Analysis of cis-regulatory elements of HpHsfs
2.4
Using the Gtf/Gff3 Sequences Extractor in TBtools, 2,000 bp promoter regions upstream of the ATG start codon of all H. pedunculosum Hsf genes were extracted from the genome. Cis-acting regulatory elements within these sequences were identified using the PlantCARE web server (http://bioinformatics.psb.ugent.be/webtools/plantcare/html/) (Lescot et al., 2002), and the results were visualized with TBtools’ Simple BioSequence Viewer.
Chromosome distribution and gene collinearity analysis of HpHsf gene family
2.5
Based on the H. pedunculosum genome annotation, we retrieved chromosomal localization information for HpHsf genes, generated a chromosomal distribution map with TBtools, and designated gene names according to their positional order along the chromosomes. Intraspecific collinearity analysis of Hsf genes in H. pedunculosum was performed using MCScanX integrated into TBtools, and the results were visualized with the Advanced Circos module. Genome data for A. thaliana were obtained from The Arabidopsis Information Resource (TAIR; http://www.arabidopsis.org) (Lamesch et al., 2011), while those for C. sativus were retrieved from the Cucurbit Genomics Database (http://cucurbitgenomics.org/) (Li et al., 2019). Interspecific collinearity analysis between H. pedunculosum and the two reference species was also conducted using MCScanX in TBtools.

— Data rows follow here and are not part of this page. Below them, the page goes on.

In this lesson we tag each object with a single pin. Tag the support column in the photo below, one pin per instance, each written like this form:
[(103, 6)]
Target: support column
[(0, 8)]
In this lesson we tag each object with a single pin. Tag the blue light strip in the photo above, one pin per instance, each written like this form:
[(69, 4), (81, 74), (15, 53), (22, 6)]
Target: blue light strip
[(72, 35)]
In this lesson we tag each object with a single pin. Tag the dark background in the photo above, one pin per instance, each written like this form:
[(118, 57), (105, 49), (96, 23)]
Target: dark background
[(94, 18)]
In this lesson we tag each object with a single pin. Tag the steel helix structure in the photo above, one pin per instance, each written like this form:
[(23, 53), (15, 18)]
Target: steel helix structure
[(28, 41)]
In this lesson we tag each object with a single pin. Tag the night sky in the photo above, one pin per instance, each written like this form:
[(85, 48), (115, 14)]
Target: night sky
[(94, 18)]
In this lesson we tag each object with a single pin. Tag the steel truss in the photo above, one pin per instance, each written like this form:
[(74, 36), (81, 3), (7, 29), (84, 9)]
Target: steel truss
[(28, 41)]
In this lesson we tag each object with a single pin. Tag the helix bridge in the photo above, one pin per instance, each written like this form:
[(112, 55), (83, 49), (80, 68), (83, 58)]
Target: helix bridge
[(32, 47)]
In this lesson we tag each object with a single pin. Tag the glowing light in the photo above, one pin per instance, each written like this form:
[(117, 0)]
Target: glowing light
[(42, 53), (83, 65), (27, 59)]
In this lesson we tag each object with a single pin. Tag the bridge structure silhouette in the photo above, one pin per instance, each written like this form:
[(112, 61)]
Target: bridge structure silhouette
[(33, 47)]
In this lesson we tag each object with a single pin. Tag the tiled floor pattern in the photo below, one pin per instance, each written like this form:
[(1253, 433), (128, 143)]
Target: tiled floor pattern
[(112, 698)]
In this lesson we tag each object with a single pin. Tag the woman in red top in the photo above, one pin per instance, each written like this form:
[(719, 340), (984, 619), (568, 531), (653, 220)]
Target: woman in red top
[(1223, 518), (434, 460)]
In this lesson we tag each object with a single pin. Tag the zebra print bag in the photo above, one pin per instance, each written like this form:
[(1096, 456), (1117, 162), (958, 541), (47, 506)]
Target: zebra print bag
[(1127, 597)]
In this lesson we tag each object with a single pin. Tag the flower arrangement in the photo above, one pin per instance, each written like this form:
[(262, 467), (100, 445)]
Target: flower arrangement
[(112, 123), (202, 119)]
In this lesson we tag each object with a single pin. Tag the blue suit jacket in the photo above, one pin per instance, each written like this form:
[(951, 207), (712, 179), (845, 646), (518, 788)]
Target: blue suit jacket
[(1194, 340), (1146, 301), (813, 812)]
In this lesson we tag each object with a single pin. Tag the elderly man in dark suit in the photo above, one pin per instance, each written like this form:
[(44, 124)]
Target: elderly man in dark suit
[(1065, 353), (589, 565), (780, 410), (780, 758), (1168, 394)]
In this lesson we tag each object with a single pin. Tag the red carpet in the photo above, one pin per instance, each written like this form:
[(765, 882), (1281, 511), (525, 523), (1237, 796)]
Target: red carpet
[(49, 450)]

Plant materials and heat stress
2.6
Seeds of H. pedunculosum were sourced from the cultivation base of Tibet Rhodiola Pharmaceutical Holding Company in Lhasa (29°79′ N, 94°09′ E, Nyingchi, Xizang, China). These seeds were morphologically authenticated by Prof. Qi Zhao from Chengdu University and subsequently stored at the Engineering Research Center of Sichuan-Xizang Traditional Medicinal Plants, Chengdu, China. Seedlings were hydroponically grown in Hoagland solution under controlled growth chamber conditions (24°C day/22°C night, 16-h photoperiod) for 40 days. Uniform seedlings were subjected to heat stress at 42°C (Xu et al., 2006; Chen et al., 2021), and leaf samples were collected at 0 (control), 1, 3, 6, and 12 hours post-treatment. All samples were immediately frozen in liquid nitrogen and stored at -80°C until RNA extraction.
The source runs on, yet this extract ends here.